This paper proposes an active learning approach for ICL, which combines diversity-based sampling and uncertainty-based sampling. It introduces three versions of the proposed framework, including ADAICL-BASE, ADAICL, and ADAICL+. The base version performs k-means clustering over the identified hard examples, while ADAICL quantifies whether each example can help the model learn new information, and the plus version further equips a reweighting schema for the MAXCOVER problem to ensure dense regions with hard examples are preferred. Experiments study nine NLP datasets and GSM8K, with 1.3B to 65B LLMs across several model families.

优点

The paper is presented in a coherent manner and easy to follow.
The logical progression connecting the various methodological variants is well-articulated.
The improvements over the baseline is good.

缺点

Active learning for NLP is a well-studied area. This paper lacks the illustration of why AL for ICL is challenging or the key difference compared to AL for fine-tuning based NLP. Otherwise, why do not directly apply multiple sophisticated query policies proposed in AL to the ICL example selection problem?
Although not for ICL, combining diversity and uncertainty for data selection have been studied in previous literature:
Entropy-Based Active Learning for Object Detection With Progressive Diversity Constraint;
Cold-start data selection for few-shot language model fine-tuning: A prompt-based uncertainty propagation approach;
ACTUNE: Uncertainty-Based Active Self-Training for Active Fine-Tuning of Pretrained Language Models.
The baseline methods are limited. Although the related work discusses a batch of work for active learning in ICL/NLP, only a few simple baselines are compared in experiments. How does ADAICL compare to other AL methods? Meanwhile, I am also wondering about the performance of zero-shot GPT-4 or GPT-3.5-turbo.
The method relies on the estimation of model uncertainty, which is only suited for the LLMs with moderate scales, For those most recent LLMs with hundreds billions parameters, usually we do not have a way to obtain its uncertainty.

问题

See above.

评论- Response to Reviewer hvtd (3/3)

2023-11-16

W3: Baseline methods for active learning in ICL

A3. In this work, we focus on the “cold-start” problem, similar to Votek, where we are given an unlabeled set to select examples from. Most of the related works in AL for ICL assume they are given an annotated validation set, which needs to be statistically large and is not practical for real world few-shot applications [1]. The validation set is leveraged for measuring the informativeness of each individual example as well as for hyperparameter tuning. For example, [2] employs reinforcement learning, which requires one set of labeled examples for policy training and another set of labeled examples for reward estimation. Moreover, as suggested, we compare AdaICL with Patron, showcasing the benefits that AdaICL offers for ICL.

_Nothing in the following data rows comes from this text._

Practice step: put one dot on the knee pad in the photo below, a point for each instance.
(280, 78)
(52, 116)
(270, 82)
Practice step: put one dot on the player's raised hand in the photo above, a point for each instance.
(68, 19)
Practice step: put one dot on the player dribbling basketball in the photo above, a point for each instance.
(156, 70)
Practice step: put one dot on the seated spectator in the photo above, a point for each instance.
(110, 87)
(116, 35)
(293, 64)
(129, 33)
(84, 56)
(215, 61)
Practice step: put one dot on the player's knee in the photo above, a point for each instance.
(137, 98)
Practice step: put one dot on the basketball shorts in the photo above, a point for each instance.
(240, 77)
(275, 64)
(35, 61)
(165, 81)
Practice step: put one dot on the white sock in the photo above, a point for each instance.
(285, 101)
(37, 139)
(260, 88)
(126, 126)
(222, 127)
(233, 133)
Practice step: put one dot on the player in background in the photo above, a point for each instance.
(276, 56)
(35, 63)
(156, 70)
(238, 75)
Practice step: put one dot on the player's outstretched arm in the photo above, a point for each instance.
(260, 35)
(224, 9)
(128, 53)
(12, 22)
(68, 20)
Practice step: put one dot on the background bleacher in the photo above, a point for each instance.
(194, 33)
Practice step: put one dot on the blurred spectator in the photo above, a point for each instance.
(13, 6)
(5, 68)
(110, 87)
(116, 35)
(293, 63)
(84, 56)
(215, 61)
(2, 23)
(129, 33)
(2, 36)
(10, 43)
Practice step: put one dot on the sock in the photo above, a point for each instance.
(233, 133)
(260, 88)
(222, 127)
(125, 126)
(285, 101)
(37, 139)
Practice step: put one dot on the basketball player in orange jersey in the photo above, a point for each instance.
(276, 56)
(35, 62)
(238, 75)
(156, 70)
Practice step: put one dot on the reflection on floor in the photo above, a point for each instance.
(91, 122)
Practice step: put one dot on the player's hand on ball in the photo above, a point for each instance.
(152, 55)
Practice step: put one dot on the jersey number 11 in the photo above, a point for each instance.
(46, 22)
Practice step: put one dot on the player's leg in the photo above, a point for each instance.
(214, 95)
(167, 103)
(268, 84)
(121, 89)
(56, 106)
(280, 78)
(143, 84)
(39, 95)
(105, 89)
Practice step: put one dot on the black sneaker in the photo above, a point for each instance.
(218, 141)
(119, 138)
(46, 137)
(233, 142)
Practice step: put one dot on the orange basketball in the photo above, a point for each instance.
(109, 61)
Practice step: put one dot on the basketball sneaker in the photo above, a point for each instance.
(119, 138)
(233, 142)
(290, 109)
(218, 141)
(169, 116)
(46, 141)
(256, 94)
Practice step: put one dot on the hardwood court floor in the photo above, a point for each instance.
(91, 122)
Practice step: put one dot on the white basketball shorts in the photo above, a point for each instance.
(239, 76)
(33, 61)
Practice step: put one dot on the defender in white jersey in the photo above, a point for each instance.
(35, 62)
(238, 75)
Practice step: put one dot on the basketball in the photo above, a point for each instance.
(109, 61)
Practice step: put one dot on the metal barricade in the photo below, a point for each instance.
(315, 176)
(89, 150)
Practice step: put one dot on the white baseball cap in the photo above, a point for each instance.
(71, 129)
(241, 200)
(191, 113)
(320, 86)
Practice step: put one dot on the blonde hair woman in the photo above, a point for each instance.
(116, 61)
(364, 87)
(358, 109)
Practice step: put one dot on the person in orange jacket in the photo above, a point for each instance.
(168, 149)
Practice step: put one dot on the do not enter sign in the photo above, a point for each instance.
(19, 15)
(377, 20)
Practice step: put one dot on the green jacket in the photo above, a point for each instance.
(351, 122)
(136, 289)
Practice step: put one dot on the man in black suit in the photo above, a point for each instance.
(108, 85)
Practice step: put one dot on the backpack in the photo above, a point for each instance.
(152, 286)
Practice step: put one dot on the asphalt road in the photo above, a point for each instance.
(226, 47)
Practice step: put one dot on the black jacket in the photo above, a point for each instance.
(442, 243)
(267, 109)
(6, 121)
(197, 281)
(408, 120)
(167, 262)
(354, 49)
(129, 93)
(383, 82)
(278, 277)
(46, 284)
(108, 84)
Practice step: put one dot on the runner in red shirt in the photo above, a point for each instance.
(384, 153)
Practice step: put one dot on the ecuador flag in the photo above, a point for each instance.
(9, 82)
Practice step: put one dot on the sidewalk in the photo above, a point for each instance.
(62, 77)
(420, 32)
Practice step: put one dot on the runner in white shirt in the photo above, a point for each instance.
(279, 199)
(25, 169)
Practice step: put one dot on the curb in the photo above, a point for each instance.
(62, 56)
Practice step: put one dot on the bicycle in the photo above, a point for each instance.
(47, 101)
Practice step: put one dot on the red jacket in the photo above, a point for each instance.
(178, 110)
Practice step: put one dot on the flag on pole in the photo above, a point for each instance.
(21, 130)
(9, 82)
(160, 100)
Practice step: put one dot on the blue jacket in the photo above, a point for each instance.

GPT-4 or GPT-3.5-turbo are not open-sourced and we currently do not have access to. However, we agree that comparing (i) smaller LLMs combined with AL against (ii) larger LLMs with zero-shot is an important direction.

W4: Obtaining model uncertainty for LLMs

A4. We can obtain uncertainty for large black-box LLMs through their APIs. For example, ChatGPT provides the logprobs outputs, while other LLMs have other ways. AdaICL can be applied to any LLM from which we can access its output logits/probabilities (we discuss this in Appendix F).

评论- Response to Reviewer hvtd (2/3)

2023-11-16

W2: Related work combining diversity and uncertainty sampling

A2. We thank the reviewer for bringing forward these important related works. We will make sure to include them in our Related Work section of the updated manuscript.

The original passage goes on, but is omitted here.